30 anni e la forza del lungo periodo

Un lavoro precario e magari lunghi periodi in bolletta. E’ l’immagine che la fascia d’età dei 30enni evoca più spesso. La fatica per riuscire a conquistare un posto stabile è grande e gli spazi per mettere da parte qualcosa da investire sono pochi. Eppure proprio chi è giovane dovrebbe pensare di più a questo tema. L’incertezza del nostro sistema pensionistico e le tante incognite sul futuro sono in primo piano. Accantonare qualcosa oggi potrebbe servire a vivere un domani più sereno. Lo sforzo non è necessariamente grande. Anche perché chi è giovane può contare sulla forza del lunghissimo periodo che ha davanti a sé con diversi decenni per far fruttare anche somme contenute. E il lusso di potersi permettere più rischi.
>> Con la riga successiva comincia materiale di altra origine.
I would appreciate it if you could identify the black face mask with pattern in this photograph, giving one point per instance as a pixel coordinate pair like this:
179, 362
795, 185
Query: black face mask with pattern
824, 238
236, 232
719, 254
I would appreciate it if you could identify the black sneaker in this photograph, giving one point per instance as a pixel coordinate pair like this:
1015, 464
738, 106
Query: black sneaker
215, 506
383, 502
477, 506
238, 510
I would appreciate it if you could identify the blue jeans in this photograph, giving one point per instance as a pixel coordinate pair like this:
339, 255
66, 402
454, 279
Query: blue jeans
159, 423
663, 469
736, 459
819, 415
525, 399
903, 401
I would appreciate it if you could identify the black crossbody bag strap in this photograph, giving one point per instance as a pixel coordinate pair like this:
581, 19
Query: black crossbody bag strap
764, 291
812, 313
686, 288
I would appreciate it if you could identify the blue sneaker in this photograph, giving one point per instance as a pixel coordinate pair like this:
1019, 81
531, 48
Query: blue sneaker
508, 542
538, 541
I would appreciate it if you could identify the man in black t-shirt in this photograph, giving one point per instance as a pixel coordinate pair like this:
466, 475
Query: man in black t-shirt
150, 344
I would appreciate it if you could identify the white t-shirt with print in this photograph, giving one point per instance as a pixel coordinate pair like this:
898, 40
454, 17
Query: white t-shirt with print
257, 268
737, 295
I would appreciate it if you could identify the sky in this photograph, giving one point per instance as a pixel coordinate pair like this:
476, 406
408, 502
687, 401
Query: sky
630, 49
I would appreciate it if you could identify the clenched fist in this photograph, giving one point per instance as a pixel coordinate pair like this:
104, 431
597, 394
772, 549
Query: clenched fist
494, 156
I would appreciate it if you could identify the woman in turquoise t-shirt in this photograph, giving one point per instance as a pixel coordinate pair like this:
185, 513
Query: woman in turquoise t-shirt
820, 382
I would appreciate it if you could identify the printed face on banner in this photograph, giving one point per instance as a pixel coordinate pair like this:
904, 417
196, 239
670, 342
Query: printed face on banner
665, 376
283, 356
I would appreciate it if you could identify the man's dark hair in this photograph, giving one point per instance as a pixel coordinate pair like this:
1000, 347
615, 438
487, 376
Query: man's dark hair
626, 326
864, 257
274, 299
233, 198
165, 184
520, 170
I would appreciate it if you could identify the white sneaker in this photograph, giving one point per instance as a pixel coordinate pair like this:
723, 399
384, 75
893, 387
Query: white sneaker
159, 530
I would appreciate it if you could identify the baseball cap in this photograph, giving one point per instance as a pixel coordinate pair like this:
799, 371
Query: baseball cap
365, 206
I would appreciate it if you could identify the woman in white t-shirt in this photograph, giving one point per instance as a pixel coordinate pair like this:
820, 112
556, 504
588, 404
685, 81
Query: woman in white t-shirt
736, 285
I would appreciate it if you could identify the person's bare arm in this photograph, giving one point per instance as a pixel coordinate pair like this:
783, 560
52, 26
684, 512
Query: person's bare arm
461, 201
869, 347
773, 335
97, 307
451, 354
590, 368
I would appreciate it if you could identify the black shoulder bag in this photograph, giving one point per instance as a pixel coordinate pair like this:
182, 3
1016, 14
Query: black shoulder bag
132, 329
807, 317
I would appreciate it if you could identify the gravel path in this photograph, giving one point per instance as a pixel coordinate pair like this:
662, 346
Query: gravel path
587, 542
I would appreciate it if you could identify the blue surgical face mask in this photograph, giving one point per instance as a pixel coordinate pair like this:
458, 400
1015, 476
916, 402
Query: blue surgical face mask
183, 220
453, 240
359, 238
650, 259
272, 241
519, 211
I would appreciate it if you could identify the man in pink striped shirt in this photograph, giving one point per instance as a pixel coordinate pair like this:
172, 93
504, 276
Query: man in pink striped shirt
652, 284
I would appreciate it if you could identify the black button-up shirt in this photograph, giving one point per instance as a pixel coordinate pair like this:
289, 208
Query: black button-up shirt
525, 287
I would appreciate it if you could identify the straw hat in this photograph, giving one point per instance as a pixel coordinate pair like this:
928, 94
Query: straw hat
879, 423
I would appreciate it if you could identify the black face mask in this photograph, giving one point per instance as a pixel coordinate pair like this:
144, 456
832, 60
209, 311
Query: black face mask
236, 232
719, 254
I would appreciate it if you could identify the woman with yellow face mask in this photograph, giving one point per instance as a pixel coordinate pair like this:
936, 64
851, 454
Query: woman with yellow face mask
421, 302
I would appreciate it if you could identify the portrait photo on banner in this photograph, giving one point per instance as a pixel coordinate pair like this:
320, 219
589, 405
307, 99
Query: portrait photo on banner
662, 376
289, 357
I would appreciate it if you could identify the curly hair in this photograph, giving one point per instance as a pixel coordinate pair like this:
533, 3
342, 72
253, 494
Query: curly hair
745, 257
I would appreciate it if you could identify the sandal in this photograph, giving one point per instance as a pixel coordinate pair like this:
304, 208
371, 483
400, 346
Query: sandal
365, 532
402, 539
«Il consiglio è quello di costruire un portafoglio d’investimento diviso in due parti – dice Daniele Piccolo, con-direttore generale di Banca Albertini Syz -. La prima dovrebbe contenere soltanto quei risparmi da non toccare per un periodo lunghissimo. Fino alla pensione». Per l’esperto questa parte dovrebbe contenere una quota significativa di azioni, globali con un dividendo. La strada può essere quella dei fondi comuni d’investimento oppure quella degli Etf. «E’ importante che questi strumenti non investano in aziende speculative ma in quelle società che offrono un costante flusso di cedole» spiega Piccolo. La rivalutazione negli anni sarà a due cifre, soprattutto se la cedola verrà reinvestita periodicamente nel fondo.

La seconda parte del portafoglio dovrà contenere invece quei risparmi che un giorno potrebbero servire per comprare l’auto o la casa. Dunque facilmente liquidabili. Una soluzione può essere quella dei bond a breve termine o quella dei conti deposito.

50 anni e la solidità del reddito

E’ forse la fascia d’età in cui si riesce a costruire di più. Però il tempo a disposizione per far fruttare quel che si riesce a mettere da parte nel quotidiano è più corto. Il rischio va ridotto e dunque il portafoglio deve essere più strutturato con l’obiettivo di preservare il capitale e arrivare a un ritorno complessivo del 2,5% annuo.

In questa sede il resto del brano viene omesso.